Eudora Welty’s writing was inspired by that of Jane Austen, Virginia Woolf, and the first generation of Southern Renaissance writers, including 1949 Nobel laureate William Faulkner. On William Faulkner, published by the University Press of Mississippi in 2003, brings together Welty’s writing and thinking about Faulkner, including her reviews of some of his work. Faulkner’s Absalom, Absalom! provides an excellent example of Southern Gothic literature, to which Welty’s writing is often linked. Other Southern Gothic authors of the same time period include Tennessee Williams, Zora Neal Hurston, and Flannery O’Connor, whose short stories like “A Good Man is Hard to Find” illustrate the darkness and violence that often characterize the genre. Welty’s “A Memory,” was originally published in a collection of short stories entitled A Curtain of Green, which presents a realistic view of what life was like for the common folk living in Mississippi in the 1930s.
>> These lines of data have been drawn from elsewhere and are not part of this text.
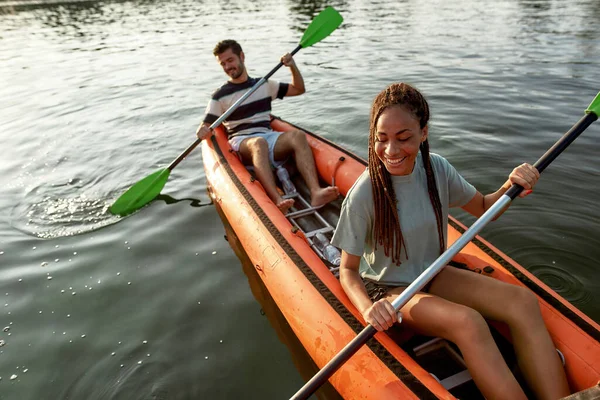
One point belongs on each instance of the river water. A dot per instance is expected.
(96, 95)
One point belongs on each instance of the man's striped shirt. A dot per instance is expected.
(254, 114)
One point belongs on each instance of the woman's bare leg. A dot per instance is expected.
(434, 316)
(519, 309)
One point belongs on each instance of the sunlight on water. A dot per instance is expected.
(57, 217)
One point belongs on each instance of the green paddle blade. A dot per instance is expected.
(141, 193)
(594, 106)
(321, 27)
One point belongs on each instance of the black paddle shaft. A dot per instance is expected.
(558, 147)
(369, 331)
(197, 141)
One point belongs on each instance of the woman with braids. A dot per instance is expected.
(393, 226)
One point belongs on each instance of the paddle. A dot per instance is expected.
(592, 113)
(148, 188)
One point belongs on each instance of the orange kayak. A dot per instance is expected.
(397, 363)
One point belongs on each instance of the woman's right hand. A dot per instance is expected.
(382, 315)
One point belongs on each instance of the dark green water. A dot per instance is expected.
(96, 95)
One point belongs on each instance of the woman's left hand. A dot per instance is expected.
(525, 175)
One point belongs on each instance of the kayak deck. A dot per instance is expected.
(397, 362)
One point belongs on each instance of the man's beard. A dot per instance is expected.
(239, 70)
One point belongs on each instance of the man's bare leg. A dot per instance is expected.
(294, 142)
(256, 151)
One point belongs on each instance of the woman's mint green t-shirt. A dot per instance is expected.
(354, 232)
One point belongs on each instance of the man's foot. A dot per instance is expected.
(285, 204)
(323, 196)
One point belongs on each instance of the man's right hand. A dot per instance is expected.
(203, 131)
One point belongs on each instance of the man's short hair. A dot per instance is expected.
(225, 45)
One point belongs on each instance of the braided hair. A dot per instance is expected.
(387, 231)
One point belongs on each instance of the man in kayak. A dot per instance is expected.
(249, 128)
(393, 225)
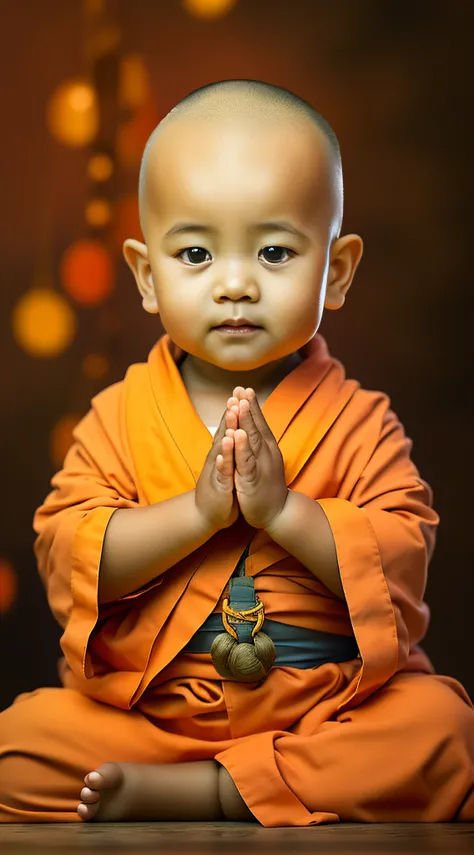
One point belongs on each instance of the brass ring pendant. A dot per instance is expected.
(255, 614)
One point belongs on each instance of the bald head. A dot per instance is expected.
(257, 102)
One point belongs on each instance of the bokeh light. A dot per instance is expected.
(98, 212)
(100, 167)
(95, 366)
(134, 82)
(43, 323)
(87, 272)
(208, 8)
(61, 438)
(72, 114)
(8, 586)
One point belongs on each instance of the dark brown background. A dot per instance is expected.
(393, 78)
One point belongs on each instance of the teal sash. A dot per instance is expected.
(295, 646)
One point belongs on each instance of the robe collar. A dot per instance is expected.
(280, 408)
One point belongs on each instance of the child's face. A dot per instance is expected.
(228, 178)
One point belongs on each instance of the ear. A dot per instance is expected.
(346, 252)
(136, 256)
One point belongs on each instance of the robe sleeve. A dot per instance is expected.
(95, 481)
(384, 534)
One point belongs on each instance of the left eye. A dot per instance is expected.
(194, 254)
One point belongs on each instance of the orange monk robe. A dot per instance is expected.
(380, 738)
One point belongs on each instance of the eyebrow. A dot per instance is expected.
(280, 226)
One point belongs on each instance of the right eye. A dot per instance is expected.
(195, 250)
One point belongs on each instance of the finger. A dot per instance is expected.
(232, 420)
(246, 422)
(258, 418)
(225, 459)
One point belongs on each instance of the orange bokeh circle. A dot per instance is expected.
(87, 272)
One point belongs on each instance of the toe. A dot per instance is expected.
(89, 796)
(87, 812)
(105, 777)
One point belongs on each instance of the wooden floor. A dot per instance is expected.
(201, 838)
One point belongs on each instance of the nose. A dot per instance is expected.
(235, 279)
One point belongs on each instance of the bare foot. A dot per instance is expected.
(134, 792)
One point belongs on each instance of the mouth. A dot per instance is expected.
(239, 330)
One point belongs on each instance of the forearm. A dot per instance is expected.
(303, 530)
(142, 543)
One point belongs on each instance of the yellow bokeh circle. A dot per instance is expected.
(208, 8)
(43, 323)
(72, 114)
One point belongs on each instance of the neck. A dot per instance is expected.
(203, 376)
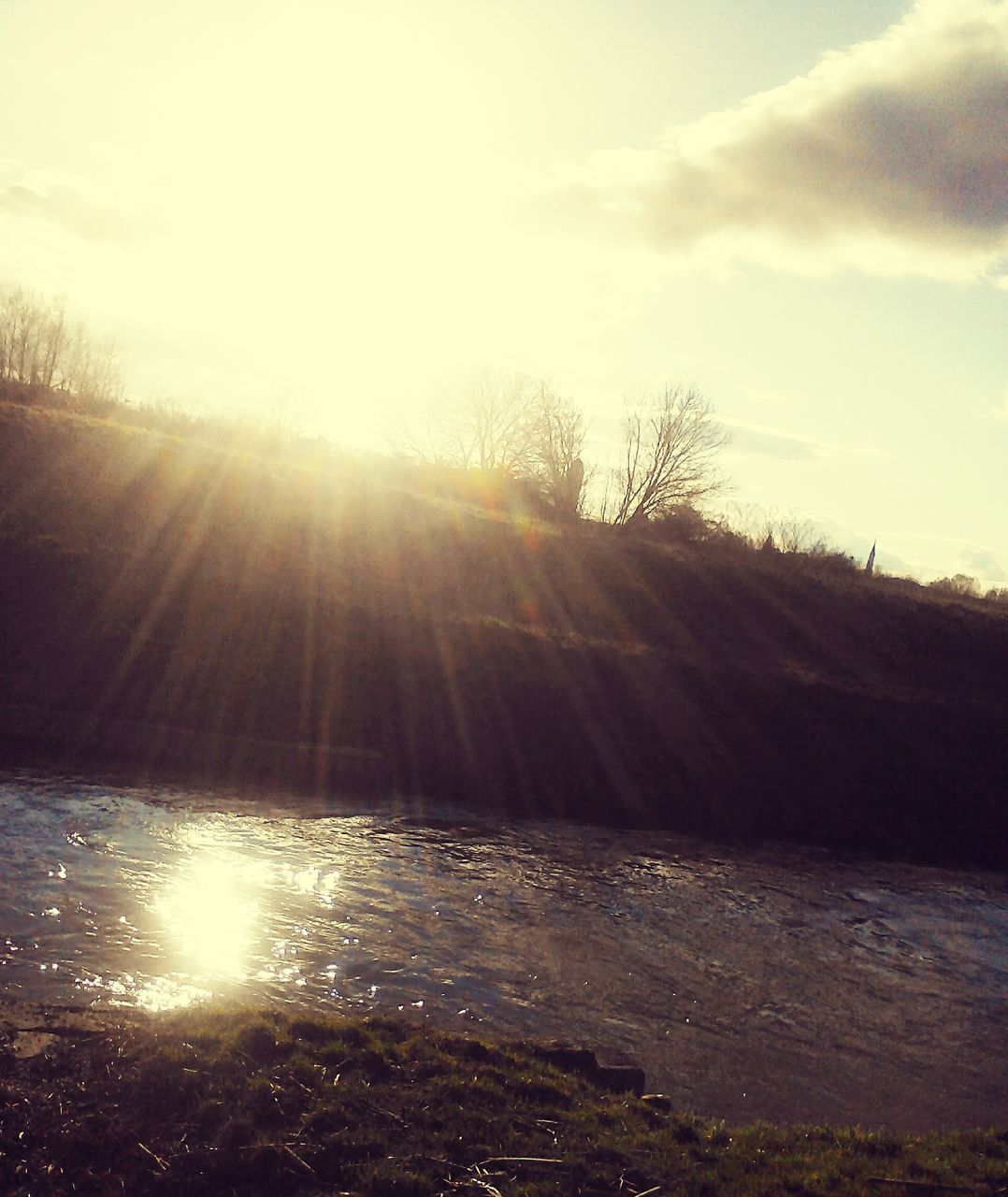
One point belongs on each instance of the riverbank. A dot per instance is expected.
(166, 606)
(255, 1103)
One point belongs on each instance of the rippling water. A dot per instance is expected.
(773, 984)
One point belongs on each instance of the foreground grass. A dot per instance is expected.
(277, 1103)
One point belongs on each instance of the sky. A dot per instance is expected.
(336, 213)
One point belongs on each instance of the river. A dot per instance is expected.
(771, 983)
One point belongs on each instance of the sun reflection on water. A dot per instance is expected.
(212, 910)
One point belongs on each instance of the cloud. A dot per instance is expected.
(751, 439)
(891, 157)
(69, 202)
(983, 564)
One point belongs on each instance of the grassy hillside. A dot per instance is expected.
(167, 602)
(217, 1103)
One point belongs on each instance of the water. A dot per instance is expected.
(774, 984)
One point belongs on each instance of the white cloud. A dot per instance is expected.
(759, 440)
(891, 157)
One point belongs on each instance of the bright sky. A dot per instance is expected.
(338, 209)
Some of the most well-known pieces of writing from that collection include “Why I live at the P.O.,” “Petrified Man,” and “A Worn Path.” Not only are these the most anthologized of Welty’s short stories, but they are also excellent examples of the southern realist style that Welty is perhaps best known for.
Key Facts about A Memory
  • Full Title: A Memory
  • Where Written: Jackson, Mississippi
  • When Published: 1941
  • Literary Period: Realism
  • Genre: Short Story, Southern Gothic, Realism
  • Setting: A small town in Mississippi
  • Climax: When the narrator witnesses a man put sand into his wife’s bathing suit, his family reacts with laughter and chaos, and this provokes a strong emotional response within the narrator.
  • Antagonist: The short story has no traditional antagonist, yet the narrator struggles to come to terms with the messiness of reality, which is embodied most vividly in the family of rowdy sunbathers she encounters at the beach.
  • Point of View: First Person

Extra Credit for A Memory

Hometown Hero. Except for some travel to Europe and an extended stay in San Francisco, California, Welty spent her entire life in her hometown of Jackson, Mississippi. Just like what she saw in Jane Austen, whom she deeply admired, she believed that her familiarity with this place provided a unique richness to her writing perspective. Her Jackson house, which she lived in from 1925 until her death in 2001, is now a National Historic Landmark and museum.

Teen Poet. Though she is best known for her fiction and essays, Welty is also a published poet. In fact, she published her first poem in the magazine St. Nicholas in 1923, when she was 14 years old. Other southern authors who published in St. Nicholas before going on to have celebrated literary careers include William Faulkner and E.B. White.